EL FRANCOTIRADOR
(AMERICAN SNIPER, CLINT EASTWOOD, 2014)
EL FRANCOTIRADOR EN EL CENTENO
POR MARIEL MANRIQUE
Hay un instante epifánico en The Catcher in the Rye (la novela
publicada en 1951 que J. D. Salinger regaló a Holden Caulfield), en el que
Holden sabe lo que quisiera hacer durante el resto de su vida: ser un catcher in the rye, esto es, un
atrapa-niños que, oculto en un campo de centeno al borde de un precipicio, sale
en auxilio de los niños que se acercan al borde y los recoge para impedir que
caigan, como el catcher que se lanza
a correr para atrapar la pelota en un partido de béisbol. En el estadio del
mundo, Holden no quiere ser un pitcher
(un bateador, el héroe a la vista de la multitud que lanza las pelotas) sino
un modesto catcher atento en su
guarida. Del otro lado del precipicio se alza el mundo adulto, como una máquina
impiadosa que abre sus fauces mecánicas y se come a los niños y devuelve a la
superficie esa cosa insoportable que son los mayores. “Phony”, todo allí es tan
“phony” en la vida de los que han crecido, repite Holden una y otra vez, con
una furia indeclinable que es en realidad una tristeza que no tiene cura; tan
hipócrita, tan falso, tan ridículamente mentiroso.

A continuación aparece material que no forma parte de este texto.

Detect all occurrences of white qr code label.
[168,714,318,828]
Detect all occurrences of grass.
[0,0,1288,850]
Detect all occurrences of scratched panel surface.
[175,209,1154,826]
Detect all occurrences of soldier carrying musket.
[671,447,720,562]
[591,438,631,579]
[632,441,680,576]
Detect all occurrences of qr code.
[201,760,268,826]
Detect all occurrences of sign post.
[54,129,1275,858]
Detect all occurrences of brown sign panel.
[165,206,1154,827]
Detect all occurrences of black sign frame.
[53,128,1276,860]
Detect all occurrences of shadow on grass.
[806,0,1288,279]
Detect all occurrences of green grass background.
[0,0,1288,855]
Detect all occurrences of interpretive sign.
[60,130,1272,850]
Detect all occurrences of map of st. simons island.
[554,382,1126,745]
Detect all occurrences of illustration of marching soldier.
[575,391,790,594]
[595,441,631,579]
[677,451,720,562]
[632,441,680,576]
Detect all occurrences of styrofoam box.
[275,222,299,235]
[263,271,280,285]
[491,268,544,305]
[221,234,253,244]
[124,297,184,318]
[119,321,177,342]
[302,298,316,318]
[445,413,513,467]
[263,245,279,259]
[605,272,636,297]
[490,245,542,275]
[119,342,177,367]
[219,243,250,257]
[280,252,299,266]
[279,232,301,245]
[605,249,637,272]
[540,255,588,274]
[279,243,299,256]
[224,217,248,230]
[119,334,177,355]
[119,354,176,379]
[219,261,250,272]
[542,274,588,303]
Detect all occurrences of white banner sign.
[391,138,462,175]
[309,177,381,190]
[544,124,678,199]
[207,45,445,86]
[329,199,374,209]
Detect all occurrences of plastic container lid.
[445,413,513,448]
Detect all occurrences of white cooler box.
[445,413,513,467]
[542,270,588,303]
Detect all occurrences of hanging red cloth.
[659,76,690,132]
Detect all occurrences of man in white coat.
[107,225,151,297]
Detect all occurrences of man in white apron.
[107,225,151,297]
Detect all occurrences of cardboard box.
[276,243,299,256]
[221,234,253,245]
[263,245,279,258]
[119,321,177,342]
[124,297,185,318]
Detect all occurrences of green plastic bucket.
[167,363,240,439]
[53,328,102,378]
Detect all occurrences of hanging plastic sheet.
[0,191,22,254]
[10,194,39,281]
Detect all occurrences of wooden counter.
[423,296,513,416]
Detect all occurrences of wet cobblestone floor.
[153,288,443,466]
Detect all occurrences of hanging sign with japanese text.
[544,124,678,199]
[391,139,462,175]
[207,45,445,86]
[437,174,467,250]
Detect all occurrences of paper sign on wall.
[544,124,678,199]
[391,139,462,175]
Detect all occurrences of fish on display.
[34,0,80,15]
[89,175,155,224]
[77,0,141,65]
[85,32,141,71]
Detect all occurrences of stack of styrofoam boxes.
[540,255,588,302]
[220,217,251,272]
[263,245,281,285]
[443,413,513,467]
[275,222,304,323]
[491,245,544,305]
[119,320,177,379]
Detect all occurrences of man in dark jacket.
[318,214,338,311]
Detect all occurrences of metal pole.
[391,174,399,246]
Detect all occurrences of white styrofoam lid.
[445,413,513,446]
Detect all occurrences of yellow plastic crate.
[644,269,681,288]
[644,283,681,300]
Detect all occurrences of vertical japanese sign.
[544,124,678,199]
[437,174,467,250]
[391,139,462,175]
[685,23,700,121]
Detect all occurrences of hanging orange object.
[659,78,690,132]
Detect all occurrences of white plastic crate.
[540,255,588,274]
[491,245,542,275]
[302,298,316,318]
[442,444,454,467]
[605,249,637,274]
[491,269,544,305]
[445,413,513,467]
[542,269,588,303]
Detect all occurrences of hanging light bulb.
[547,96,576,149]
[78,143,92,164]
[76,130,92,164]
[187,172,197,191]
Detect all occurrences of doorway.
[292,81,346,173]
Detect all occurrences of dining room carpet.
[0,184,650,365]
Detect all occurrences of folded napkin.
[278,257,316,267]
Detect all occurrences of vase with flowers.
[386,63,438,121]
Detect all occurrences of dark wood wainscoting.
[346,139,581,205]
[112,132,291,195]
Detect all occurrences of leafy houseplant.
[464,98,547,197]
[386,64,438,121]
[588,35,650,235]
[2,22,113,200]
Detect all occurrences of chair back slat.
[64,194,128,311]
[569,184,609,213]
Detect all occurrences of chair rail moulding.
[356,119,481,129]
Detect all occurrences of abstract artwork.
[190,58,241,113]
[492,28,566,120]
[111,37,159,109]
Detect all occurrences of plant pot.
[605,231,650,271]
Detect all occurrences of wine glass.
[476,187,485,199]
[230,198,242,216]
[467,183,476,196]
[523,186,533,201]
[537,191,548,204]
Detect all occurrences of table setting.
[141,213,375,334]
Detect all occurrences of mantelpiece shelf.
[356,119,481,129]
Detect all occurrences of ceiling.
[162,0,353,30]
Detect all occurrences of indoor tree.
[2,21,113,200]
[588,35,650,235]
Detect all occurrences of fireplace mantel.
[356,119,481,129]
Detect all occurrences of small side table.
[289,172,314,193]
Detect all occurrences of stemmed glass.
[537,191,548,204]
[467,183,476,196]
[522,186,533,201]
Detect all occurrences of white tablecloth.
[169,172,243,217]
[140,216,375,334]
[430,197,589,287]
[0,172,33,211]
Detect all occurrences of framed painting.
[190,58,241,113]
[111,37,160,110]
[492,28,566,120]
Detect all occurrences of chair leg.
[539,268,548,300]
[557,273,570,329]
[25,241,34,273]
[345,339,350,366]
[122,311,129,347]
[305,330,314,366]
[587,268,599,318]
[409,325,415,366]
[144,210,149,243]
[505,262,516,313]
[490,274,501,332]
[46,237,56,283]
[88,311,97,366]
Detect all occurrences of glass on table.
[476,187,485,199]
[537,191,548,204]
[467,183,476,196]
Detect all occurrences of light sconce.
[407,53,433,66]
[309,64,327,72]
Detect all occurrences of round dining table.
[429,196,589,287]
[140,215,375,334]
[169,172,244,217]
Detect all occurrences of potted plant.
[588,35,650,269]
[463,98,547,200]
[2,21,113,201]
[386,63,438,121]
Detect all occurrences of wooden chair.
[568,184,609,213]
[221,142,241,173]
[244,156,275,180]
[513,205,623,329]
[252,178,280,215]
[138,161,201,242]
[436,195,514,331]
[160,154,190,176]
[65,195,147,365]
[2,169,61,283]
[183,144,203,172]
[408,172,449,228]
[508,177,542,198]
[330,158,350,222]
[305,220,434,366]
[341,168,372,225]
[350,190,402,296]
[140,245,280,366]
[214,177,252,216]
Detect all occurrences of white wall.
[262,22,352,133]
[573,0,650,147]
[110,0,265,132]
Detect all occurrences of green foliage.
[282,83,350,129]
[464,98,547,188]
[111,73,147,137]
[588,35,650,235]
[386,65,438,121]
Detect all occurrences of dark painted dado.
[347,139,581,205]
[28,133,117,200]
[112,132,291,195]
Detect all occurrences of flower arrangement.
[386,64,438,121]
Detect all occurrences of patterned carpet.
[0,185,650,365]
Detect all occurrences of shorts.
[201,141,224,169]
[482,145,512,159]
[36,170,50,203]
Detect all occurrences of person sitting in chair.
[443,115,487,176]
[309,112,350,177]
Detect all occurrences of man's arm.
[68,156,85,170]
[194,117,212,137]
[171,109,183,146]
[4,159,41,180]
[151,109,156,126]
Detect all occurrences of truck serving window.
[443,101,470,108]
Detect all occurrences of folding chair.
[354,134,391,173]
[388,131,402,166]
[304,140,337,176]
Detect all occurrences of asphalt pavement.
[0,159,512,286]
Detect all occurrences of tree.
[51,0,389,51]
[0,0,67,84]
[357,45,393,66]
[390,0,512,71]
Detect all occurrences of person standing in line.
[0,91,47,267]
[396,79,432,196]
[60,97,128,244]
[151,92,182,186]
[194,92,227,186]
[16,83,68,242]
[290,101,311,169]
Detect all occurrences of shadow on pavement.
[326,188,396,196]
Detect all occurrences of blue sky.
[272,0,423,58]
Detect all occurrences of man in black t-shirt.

Ninguna traducción al español puede hacer justicia al título del libro que Salinger ofrendó a Holden, esa
definición perfecta de la vocación imposible de un adolescente en tránsito hacia
un mundo en el que no debiera caer, si tan solo hubiera un catcher oculto en el centeno que pudiera atraparlo en el aire y
ponerlo a salvo. Un catcher no es un
cazador ni es un guardián: es un deportista profesional entrenado en el arte de
recoger pelotas, que en la visión epifánica de Holden se lanza a correr y rescata
niños. Los rescata del martirio de una vida “phony”.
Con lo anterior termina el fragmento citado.